I can’t remember what the source was now, but someone quoted several threads back an account by (possibly) some former colleague of Moth’s of him suddenly quitting a job (maybe the NT head gardener job?) at no notice, and leaving the area suddenly with some story about one of his young children getting out of the garden of their home and almost being hit by a car?
The books always present Moth as incredibly hardworking, willing, skilled, and knowledgeable about the natural world (the degree he does when they were living in Polruan has just given him a formal qualification in something he’s always been expert in, and even when purportedly very ill and losing his memory to the point where he sometimes drives the wrong way to campus, he still goes to all classes and studies), plus he’s also a skilled ‘master plasterer’ and farmer, with considerable experience in restoring old properties. (TWS describes them as restoring a cottage together when very young, before they married, but it’s not clear if they ever lived in it.)
Raynor by her own account has had a spotty employment history (though she specifically says in both TSP and TWS that this is because for the 20 years before they started the SWCP walk, she’d been self-employed on their own farm, neatly deleting her job at the Hemings estate agency and the Abersoch hotel job, if it ever existed), so why would anyone employ her with no qualifications or references?
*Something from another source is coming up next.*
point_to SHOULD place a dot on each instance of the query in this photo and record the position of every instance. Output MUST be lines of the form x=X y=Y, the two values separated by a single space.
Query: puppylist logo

Which is clearly unfair in her mind, but also a useful excuse for not working..
They’re both presented as endlessly hardworking. Moth renovates Polly’s outbuilding from a barely habitable wreck to a point where it’s lettable while very ill and barely able to use his arms, while Raynor works hard with the sheepshearers. There’s always a huge emphasis on the loss of their farm/home, because they ‘restored it with our own hands’ and brought the land back into productivity. Even just before the bailiffs arrive Raynor is still ‘like a true farmer’ concerned about moles in their field.
However, it’s not clear to me whether they were ever actually farmers in any real sense, or how much land they owned in Wales. Does the property listing when it was up for sale say? TSP only refers to buying four sheep (the last of whom is Smotyn the ancient ewe whose grave they selflessly dig jist before the bailiffs show up), all dead and their offspring sold by the time of the repossession, and to keeping chickens. Was it just a token ‘farm’ with a few sheep and hens so they could call their barn a ‘farm stay’?
Moth in TWS starts reciting vague ‘agricultural stats’ and says he doesn’t want to buy their own livestock for the cider farm, only to rewild it and run the cider operation, because he doesn’t want to be tied to it 24/7. He wants to attend R’s book events and do another walk. Again, RW paints a picture of an ill man devotedly strimming and clearing rubbish, and that his work yields miraculous results very fast. ‘Sam’ (Bill Cole) weeps with gratitude when he first sees the restored land.
But RV never mentions working on the land herself, says Moth’s working days are only four hours long because he’s so ill, and her account of the first apple harvest is very weird. They don’t seem to have a plan for how to pick the apples. A local poster on the last thread says volunteers always help out on ‘Apple Day’, but RV writes a gloomy scene about her and Moth wandering around the orchard after a storm, looking at the bruised windfalls and saying ‘We can’t pick them all’ and ‘This will all go to waste’, and never explains why volunteers show up to help, apparently without them knowing this is usual. There’s a vague reference to the barn being filled with fruit and the cider press working again, but it’s not clear who is working it.
I suppose what I’m saying is that there’s a long pattern of doing a half-assed job and then disappearing.